2期治療は、ワイヤーやマウスピースなどの矯正装置を用いて、歯並びや噛み合わせを改善していくステージです。

歯並びは完成された時期ですが、顎骨はやわらかく比較的矯正をしやすい時期になります。

中学生の思春期にあたる時期にはあるので、矯正装置に抵抗を示す方もいますが、ホワイトワイヤーや透明なマウスピースを使えば、周囲から目立つこともありません。

本格的に歯を動かしていくには最適な時期になるので、矯正を始める方も多いです。

関連記事:小児矯正はいつから始めるべき?適切な年齢を紹介

まとめ

「小児矯正は意味ない」と感じている方もいらっしゃいますが、早期に治療を進めることで、矯正による効果を実感しやすくなります。

小児矯正が意味ないと感じる場合の多くは、歯を動かしたあとの保定期間を疎かにしたことによって起こる「後戻り」が原因です。

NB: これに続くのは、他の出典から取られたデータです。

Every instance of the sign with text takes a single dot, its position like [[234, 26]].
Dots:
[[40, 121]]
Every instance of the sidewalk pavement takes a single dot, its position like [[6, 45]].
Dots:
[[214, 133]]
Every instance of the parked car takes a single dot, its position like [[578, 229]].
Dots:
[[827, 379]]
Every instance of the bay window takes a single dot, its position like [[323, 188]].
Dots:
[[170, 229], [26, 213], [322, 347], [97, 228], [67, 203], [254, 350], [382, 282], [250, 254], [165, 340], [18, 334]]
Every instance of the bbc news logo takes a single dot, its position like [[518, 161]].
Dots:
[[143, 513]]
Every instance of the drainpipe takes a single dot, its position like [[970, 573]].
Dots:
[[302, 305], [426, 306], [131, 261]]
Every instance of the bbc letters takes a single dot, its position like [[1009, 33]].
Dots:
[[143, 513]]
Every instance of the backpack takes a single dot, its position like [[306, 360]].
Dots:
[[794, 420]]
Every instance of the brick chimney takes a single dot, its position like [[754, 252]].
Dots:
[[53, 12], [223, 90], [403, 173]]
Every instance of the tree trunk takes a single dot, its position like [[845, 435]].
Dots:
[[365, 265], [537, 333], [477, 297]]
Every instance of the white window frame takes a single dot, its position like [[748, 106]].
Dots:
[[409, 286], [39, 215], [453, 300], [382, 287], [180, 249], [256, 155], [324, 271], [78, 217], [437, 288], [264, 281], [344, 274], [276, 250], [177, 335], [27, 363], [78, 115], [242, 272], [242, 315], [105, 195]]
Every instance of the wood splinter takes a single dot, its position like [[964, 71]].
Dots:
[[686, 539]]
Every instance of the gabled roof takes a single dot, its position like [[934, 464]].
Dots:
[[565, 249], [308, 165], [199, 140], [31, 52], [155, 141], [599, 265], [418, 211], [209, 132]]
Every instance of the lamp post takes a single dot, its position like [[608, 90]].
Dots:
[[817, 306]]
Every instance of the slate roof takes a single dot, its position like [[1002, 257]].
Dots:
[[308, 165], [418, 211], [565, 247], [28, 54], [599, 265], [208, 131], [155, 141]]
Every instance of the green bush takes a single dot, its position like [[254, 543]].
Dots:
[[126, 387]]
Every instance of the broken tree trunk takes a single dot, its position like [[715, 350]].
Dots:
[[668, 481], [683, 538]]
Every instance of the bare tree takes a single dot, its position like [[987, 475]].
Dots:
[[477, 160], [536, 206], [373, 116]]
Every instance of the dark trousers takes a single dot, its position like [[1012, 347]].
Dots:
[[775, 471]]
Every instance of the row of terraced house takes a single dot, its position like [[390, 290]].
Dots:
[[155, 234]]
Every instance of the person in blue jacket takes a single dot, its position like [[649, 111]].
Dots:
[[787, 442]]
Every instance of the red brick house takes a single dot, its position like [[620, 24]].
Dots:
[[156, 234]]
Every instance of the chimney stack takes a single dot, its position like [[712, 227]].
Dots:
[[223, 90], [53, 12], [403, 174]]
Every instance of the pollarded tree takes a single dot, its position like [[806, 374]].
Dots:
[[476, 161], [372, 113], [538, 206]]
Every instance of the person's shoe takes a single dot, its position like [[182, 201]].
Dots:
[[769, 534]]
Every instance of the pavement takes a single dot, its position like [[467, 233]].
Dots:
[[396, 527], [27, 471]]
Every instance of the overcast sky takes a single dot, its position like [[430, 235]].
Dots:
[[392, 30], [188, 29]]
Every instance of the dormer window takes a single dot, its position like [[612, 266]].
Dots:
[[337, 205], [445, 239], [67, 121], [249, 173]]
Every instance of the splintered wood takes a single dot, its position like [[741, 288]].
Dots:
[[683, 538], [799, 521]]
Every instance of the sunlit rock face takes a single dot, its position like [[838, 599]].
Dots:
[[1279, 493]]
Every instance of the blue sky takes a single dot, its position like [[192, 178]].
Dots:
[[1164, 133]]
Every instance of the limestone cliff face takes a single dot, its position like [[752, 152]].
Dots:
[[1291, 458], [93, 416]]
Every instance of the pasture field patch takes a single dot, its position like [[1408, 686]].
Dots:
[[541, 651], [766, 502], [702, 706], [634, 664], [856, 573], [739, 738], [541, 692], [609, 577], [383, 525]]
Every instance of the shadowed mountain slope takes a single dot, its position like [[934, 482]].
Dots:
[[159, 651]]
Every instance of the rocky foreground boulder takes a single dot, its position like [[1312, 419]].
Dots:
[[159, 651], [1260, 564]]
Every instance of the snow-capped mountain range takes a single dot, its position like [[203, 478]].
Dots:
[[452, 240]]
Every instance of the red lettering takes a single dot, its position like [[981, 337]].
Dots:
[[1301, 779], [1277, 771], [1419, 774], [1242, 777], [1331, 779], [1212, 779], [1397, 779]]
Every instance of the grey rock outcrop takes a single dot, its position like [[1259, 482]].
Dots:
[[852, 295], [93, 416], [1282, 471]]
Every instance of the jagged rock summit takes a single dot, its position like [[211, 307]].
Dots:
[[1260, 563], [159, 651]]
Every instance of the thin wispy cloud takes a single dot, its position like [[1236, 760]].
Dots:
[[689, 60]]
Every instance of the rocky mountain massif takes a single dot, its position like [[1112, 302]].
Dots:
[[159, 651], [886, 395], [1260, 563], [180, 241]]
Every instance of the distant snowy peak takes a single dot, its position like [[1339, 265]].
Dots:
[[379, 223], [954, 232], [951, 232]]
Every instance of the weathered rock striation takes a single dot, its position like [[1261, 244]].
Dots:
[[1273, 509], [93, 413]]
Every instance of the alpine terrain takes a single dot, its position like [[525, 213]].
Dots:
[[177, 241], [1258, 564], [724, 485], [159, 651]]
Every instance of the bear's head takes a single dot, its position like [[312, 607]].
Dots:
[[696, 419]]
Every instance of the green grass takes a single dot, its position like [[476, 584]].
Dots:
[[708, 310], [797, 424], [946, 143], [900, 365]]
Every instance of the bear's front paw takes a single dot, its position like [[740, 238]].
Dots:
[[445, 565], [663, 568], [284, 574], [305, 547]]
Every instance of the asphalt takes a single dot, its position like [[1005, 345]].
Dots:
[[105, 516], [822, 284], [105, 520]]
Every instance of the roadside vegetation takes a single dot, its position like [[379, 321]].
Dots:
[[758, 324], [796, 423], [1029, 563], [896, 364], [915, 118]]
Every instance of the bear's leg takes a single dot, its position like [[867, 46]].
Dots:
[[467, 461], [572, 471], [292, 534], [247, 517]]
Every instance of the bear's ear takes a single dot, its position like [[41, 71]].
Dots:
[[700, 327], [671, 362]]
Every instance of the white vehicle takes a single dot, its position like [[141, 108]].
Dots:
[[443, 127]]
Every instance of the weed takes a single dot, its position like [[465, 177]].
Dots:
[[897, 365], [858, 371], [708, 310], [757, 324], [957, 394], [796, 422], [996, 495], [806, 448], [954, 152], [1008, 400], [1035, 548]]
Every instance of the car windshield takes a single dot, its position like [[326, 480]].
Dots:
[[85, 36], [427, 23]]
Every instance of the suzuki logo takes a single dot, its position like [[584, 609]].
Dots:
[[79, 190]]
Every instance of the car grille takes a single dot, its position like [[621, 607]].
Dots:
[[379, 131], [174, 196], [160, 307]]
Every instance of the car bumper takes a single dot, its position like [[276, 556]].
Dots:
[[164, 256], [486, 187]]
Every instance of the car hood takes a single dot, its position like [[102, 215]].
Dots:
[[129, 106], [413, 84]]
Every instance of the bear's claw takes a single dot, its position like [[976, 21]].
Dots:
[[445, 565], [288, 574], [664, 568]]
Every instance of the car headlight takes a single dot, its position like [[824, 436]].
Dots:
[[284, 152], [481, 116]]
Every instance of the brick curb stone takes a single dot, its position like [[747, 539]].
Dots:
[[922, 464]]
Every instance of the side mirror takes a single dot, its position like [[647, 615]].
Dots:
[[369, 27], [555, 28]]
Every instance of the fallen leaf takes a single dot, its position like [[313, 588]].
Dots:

保定期間中のメンテナンス不足によって、動かした歯が元の位置に戻ってしまい、効果を実感できないケースがあります。

また、以下の症例は早期に小児矯正を始めた方がいい例です。

・反対咬合
・交叉咬合
・萌出不全
・開咬(かいこう)
・上顎前突

成長期に矯正治療を始めた方が歯も動きやすいので、早期に治療を始めることを推奨します。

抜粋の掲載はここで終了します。